Leia a entrevista completa:

Segundo o Ipam, o desmatamento na Amazônia cresceu quase 57% nos últimos anos. Você teme que a floresta que fotografou já não seja a mesma?

O bioma amazônico, principalmente no governo atual, sofre total ameaça. A primeira coisa que este governo fez foi tirar os filtros de proteção. O Ibama era um grande filtro de proteção, que verificava, dava multas. Foi eliminado para permitir a destruição. O segundo filtro foi a Funai, que sempre foi dirigida por cientistas, sempre foi organizada e funcionou na mão de sertanistas, de sociólogos, de antropólogos. A Funai hoje é dirigida por um delegado de polícia e serve ao agronegócio mais do que às comunidades. A Funai ou a ser o inimigo das comunidades. Isso permitiu a violação extrema do bioma e das comunidades indígenas. Minha grande esperança é que teremos eleição em quatro meses e que o próximo presidente não seja mais esse predador que está aí, seja alguém que respeite as grandes instituições brasileiras. A Funai é uma das maiores instituições de todas as Américas. Comunidades indígenas dos Estados Unidos e do Canadá foram inteiramente destruídas. O Brasil as mantém. E a Floresta Amazônica era altamente protegida pelo Ibama, pelo Instituto Chico Mendes.

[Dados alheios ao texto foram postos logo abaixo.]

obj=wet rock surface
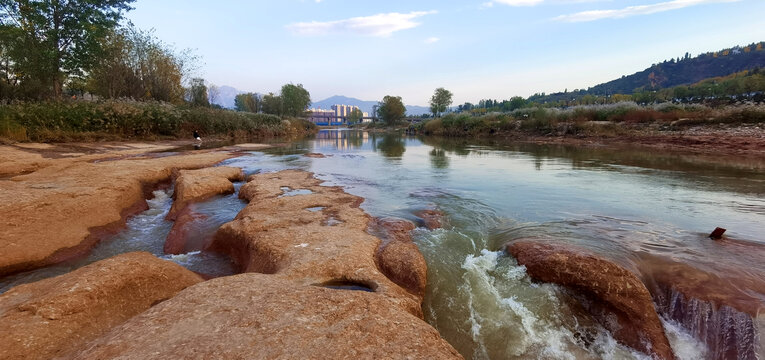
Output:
[369,218,428,299]
[640,255,765,359]
[0,252,202,359]
[303,153,331,159]
[0,147,232,276]
[211,170,422,317]
[507,240,674,359]
[167,166,244,220]
[163,206,207,255]
[75,274,461,359]
[414,209,444,230]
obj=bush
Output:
[0,100,315,141]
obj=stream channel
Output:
[0,130,765,359]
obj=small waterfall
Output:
[653,286,765,360]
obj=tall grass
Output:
[0,100,315,142]
[415,102,765,136]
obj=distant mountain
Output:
[587,42,765,95]
[209,86,246,109]
[311,95,430,116]
[527,42,765,103]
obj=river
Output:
[0,130,765,359]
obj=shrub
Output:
[0,100,315,141]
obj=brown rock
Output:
[211,170,422,316]
[375,241,428,301]
[75,274,461,359]
[639,253,765,359]
[507,240,674,359]
[0,148,236,276]
[0,252,201,359]
[303,153,331,159]
[414,210,444,230]
[163,206,207,255]
[369,218,428,300]
[167,166,244,220]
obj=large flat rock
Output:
[211,170,422,317]
[167,166,244,219]
[74,274,461,359]
[0,147,232,276]
[0,252,202,359]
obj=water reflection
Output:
[430,148,449,169]
[372,134,406,159]
[314,130,369,150]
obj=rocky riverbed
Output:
[0,139,765,359]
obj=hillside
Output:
[586,42,765,95]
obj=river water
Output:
[0,130,765,359]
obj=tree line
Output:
[234,84,311,117]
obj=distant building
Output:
[308,109,339,126]
[308,104,369,126]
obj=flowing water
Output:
[0,130,765,359]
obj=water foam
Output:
[448,249,650,359]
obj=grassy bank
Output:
[410,102,765,137]
[0,100,316,142]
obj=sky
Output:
[126,0,765,105]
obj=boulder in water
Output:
[370,218,428,299]
[507,240,674,359]
[167,166,244,220]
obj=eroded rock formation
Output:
[0,252,202,359]
[167,166,244,220]
[163,206,207,255]
[0,148,236,276]
[71,274,461,359]
[370,218,428,299]
[211,170,422,317]
[507,240,674,359]
[639,255,765,360]
[414,209,444,230]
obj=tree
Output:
[261,93,284,116]
[88,24,187,103]
[377,95,406,125]
[430,88,452,117]
[0,0,134,98]
[207,84,220,105]
[346,108,364,124]
[509,96,526,111]
[281,84,311,117]
[186,78,210,106]
[234,93,261,113]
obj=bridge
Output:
[308,115,423,126]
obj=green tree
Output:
[509,96,526,111]
[186,78,210,106]
[261,93,284,116]
[346,108,364,124]
[281,84,311,117]
[377,95,406,125]
[0,0,134,98]
[430,88,452,117]
[234,93,260,113]
[88,24,187,103]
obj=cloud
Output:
[554,0,739,22]
[287,11,436,37]
[481,0,610,9]
[492,0,544,6]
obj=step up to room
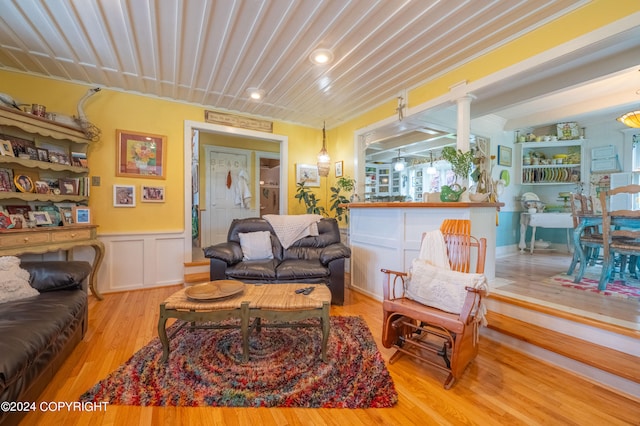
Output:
[482,295,640,398]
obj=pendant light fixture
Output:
[618,110,640,129]
[617,70,640,129]
[393,150,406,172]
[427,151,438,175]
[318,122,331,177]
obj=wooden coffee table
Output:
[158,284,331,362]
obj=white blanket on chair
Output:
[418,229,451,269]
[406,259,489,325]
[262,214,322,249]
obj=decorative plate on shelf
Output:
[184,280,244,301]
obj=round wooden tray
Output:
[184,280,244,301]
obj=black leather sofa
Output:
[204,218,351,305]
[0,261,91,426]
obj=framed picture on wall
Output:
[116,130,167,179]
[296,164,320,187]
[498,145,512,167]
[113,185,136,207]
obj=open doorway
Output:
[256,152,280,217]
[184,121,289,263]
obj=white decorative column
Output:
[456,95,472,152]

Você chegou a acompanhar o impacto dessa destruição junto às populações indígenas?

São ameaças terríveis que estão acontecendo. O Brasil possui a maior concentração de índios isolados do mundo. Uma das maiores concentrações está no vale do Javari, e eles sofrem ameaças diretas dos garimpeiros, dos madeireiros e de pescadores, que facilitam enormemente a penetração dos territórios indígenas. O território yanomami está sendo violado por mais de 20 mil garimpeiros. Esses territórios são protegidos por lei, o governo brasileiro devia ser o primeiro agente da Constituição defendendo esse território. O governo é composto de três poderes: o Executivo, que é um predador, o Legislativo, que não toma posição, e o Judiciário, o único poder que mantém referência. É com o judiciário que estamos contando. As comunidades poderiam ter sido quase eliminadas agora com a covid-19. Graças ao judiciário, conseguimos que fossem as primeiras a serem vacinadas. A gente tem tendência a imaginar que o governo é só Executivo, mas temos três poderes e um deles atua, que é o judiciário.

Mostrar a beleza, e não a destruição da Amazônia, tem capacidade de mobilizar mais as pessoas?

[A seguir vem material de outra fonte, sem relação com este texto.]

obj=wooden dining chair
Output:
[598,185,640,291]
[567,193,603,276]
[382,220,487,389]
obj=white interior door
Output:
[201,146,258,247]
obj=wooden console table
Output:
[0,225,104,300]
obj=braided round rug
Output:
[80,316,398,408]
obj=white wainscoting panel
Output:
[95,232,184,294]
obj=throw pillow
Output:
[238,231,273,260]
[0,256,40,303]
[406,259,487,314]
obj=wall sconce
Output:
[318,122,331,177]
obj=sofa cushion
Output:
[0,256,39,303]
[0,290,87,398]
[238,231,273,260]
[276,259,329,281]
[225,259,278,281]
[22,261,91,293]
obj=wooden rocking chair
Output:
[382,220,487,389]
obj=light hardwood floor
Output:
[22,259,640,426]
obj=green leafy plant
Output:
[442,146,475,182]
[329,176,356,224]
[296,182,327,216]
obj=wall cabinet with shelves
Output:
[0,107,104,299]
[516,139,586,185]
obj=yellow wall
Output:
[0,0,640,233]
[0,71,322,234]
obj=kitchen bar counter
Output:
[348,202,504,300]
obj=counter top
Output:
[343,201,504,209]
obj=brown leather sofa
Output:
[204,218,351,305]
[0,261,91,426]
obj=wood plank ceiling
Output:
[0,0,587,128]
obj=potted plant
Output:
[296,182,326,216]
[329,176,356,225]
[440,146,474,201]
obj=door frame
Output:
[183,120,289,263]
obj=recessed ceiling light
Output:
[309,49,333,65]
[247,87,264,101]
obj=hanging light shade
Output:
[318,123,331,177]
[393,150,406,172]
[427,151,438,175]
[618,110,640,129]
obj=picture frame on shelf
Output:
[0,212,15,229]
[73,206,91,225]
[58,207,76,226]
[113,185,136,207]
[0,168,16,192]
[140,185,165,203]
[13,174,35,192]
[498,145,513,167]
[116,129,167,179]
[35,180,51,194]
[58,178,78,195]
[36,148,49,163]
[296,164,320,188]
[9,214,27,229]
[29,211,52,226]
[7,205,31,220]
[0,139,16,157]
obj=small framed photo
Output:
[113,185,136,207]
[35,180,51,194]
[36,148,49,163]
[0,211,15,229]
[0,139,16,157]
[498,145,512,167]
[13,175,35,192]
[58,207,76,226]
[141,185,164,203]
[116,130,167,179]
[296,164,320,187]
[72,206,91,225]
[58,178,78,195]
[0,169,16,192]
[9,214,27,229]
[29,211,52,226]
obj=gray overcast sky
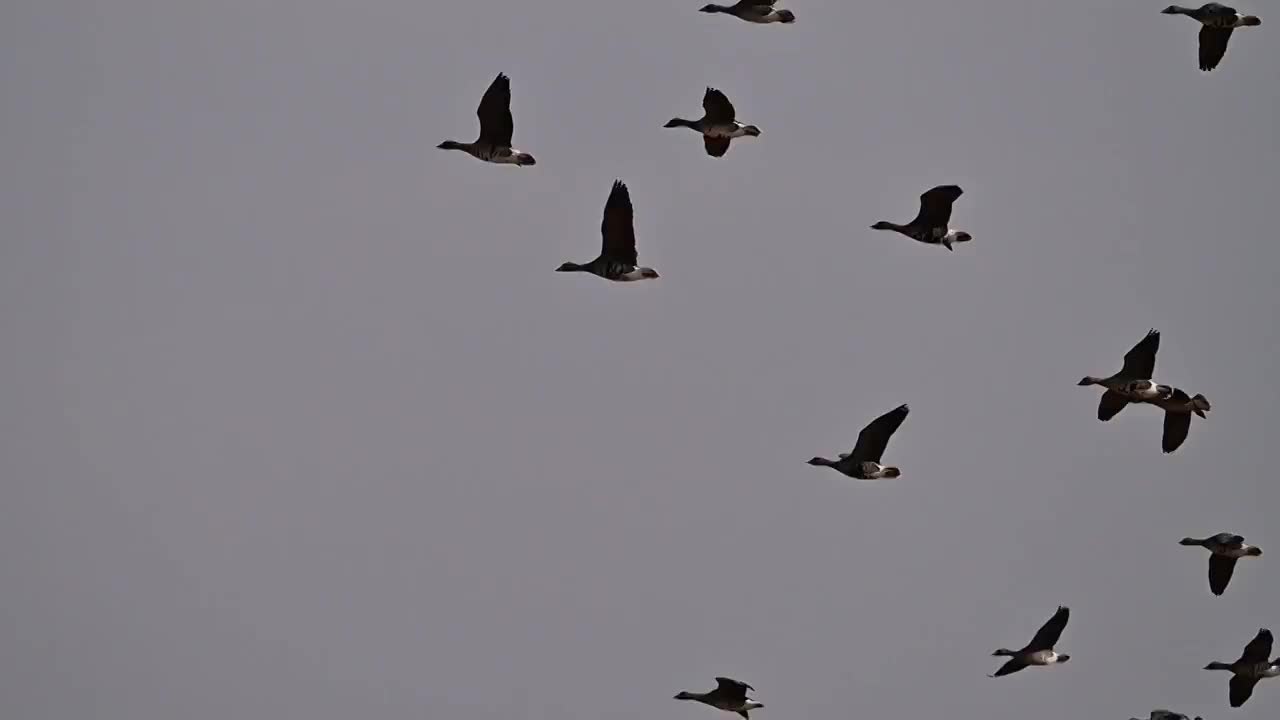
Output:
[0,0,1280,720]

São mais de 180 línguas diferentes, mais de 185 culturas diferentes, com origens diferentes. A opção que fizemos foi essa, de apresentar a Amazônia viva no sentido de que as pessoas compreendam o que é e que precisamos perseverar. É a maior concentração de riquezas do mundo. Eu sei porque o custo para recuperar um hectare é enorme. E quanto custa a destruição de um hectare da floresta amazônica? É o preço que vamos ter que colocar para refazer. Custa uma fortuna. Uma fazenda jamais vai gerar riqueza suficiente para pagar a destruição que fez. Se tivéssemos um projeto de desenvolvimento sustentável, para tirar um projeto turístico, com distribuição de cooperativas e comércio justo, íamos trazer um fluxo maior de dinheiro do que entra hoje. Com as plantas medicinais, poderíamos revolucionar a indústria farmacêutica. Mas isso é uma decisão de governo, uma decisão de levar a Amazônia para um projeto sustentável.

Alguns cientistas dizem que a próxima pandemia pode vir da Amazônia. O desmatamento aumenta a probabilidade de contato com novos microorganismos que causam doenças infectocontagiosas. Há uma relação entre a Amazônia e a pandemia que estamos vivendo?

Claro que sim. Quando você olha a covid-19, é causada por um vírus que saiu da natureza, assim como o ebola. Então, se você pensa em um espaço como a Amazônia, o que contém de vírus, o que contém de enfermidades estocadas que nem conhecemos e que vão proporcionar surpresas terríveis com a destruição... Se continuarmos a grande escalada de destruição, seguramente vamos ter surpresas terríveis com vírus saindo da Amazônia. Imagina se tivermos três ou quatro vírus como o que causa a covid-19?

Houve momentos de muita tristeza durante as expedições? Quais foram?

Os momentos de tristeza vieram toda vez que tive o aéreo e via a destruição da floresta, quando via milhares de toras de madeira descendo o rio, extraídas ilegalmente. Me dava uma tristeza imensa ver esse incentivo à destruição da maior riqueza brasileira. Esse governo atual tem que ser responsabilizado por esse crime ambiental que está cometendo.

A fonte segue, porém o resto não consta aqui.